Перейти к основному содержанию
На сайті проводяться технічні роботи. Вибачте за незручності.

Два пути в истории

Последствия Полтавской катастрофы для казацкой Украины в свете московских и английских методов господства в их окраинах (1707—1914 гг.)
24 октября, 20:07

Хотя «пример еще не является доказательством» и «каждое сравнение хромает», но все же метод исторического сравнения (конечно, при условии корректного и осторожного его использования) остается довольно плодотворным путем решения сложных научных проблем. Так, очень интересно сопоставить историческую судьбу казацкой Украины после катастрофы 1709 года и «вектор развития» Шотландии после окончательного включения этой страны в состав Британской империи 1707 года. Два события произошли почти одновременно, однако — какие разные последствия! Шотландцам, в отличие от наших соотечественников, удалось сохранить существенные элементы политической, экономической, культурной самостоятельности, сберечь свои традиции, обычаи, язык, отдельное административное и судоустройство, даже собственный Парламент. Стоит ли напоминать, что судьба Украины была намного более трагической?.. Но почему так произошло? Именно об этом рассуждает в статье, которую мы предлагаем читателям «Дня», известный канадский ученый украинского происхождения Степан ВЕЛИЧЕНКО.
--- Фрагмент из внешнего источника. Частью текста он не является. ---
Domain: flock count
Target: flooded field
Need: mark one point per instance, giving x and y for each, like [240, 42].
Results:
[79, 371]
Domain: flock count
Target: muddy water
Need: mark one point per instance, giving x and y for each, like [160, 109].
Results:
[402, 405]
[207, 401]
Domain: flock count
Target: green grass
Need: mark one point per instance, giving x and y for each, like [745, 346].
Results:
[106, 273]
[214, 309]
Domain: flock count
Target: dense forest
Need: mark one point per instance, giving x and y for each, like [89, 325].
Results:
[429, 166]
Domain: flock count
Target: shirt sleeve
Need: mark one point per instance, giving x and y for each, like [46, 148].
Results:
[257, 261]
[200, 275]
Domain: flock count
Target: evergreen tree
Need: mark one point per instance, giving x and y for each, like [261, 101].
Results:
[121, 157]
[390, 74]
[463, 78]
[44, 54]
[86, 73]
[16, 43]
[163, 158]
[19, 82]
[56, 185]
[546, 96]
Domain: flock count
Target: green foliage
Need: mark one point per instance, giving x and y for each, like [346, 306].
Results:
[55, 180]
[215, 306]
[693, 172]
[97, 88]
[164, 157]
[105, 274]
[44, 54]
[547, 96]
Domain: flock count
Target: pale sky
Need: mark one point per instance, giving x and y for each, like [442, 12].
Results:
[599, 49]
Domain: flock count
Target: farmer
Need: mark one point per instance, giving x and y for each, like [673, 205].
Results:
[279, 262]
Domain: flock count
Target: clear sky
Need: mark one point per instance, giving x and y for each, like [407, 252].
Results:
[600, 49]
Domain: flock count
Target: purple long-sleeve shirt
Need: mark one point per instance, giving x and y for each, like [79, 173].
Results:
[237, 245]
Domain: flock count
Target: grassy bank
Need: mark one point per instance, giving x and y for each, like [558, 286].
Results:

Судьбы Шотландии и казацкой Украины после неудачных восстаний 1745 и 1709 годов показывают, насколько важную роль играют законы и институции в формировании национальной идентичности безгосударственных меньшинств. На конец XVIII ст. протежирование, принуждение и экономические обстоятельства объединились, связав шотландскую и украинскую элиты с империями, к которым они принадлежали. Но в то время, как включение Шотландии в Британию, где доминировала Англия, давало почву для формирования модерной шотландской идентичности, включение казацкой страны в Россию не только придержало развитие модерной украинской идентичности, но и уничтожило домодерные основы этой идентичности.

Одним из принципиальных отличий была степень принуждения, которую каждое из правительств могло применить к своему населению. В Великобритании меньшинство создавало законы и часто пренебрегало обычаями и традициями, которые большинство считало справедливыми. Бродяги могли быть немедленно наказаны, несмотря на Маgna Carta. Однако нельзя игнорировать тот факт, что мстительные наказания против повстанцев должны были точно отвечать букве закона, даже при Генрихе VIII, когда Англия была беднее своих главных соперников на континенте. Для судьбы Шотландии после 1707 года стало важным, что она была частью страны, в которой много значили право, институции и общественное мнение, и что по закону и представлениям она не была колонией. В отличие от Ямайки или Северной Америки, Шотландия не была подчиненной Англии по праву завоевания, ее политический статус не зависел от воли короля или ситуации в Лондоне, и ею никогда не управляли военные губернаторы или королевские наместники. Правительство вынуждено было возбуждать дела против конкретных лиц и доказывать измену в открытом судебном процессе. Соответственно, генерал Камберленд в 1746 году знал, что применение террора вызовет серьезные проблемы, и министры сделали все возможное, чтобы дистанционировать правительство от своеволия, совершаемого войсками. Хотя жертвам это безразлично, историкам стоит помнить, что умеренное общественное мнение, закон и политическая ситуация существенно ограничивали масштабы убийств в Шотландии, которые, во всяком случае по количеству погибших, как нам известно, блекнут перед мясорубкой 1708—1711 гг. в казацкой Украине.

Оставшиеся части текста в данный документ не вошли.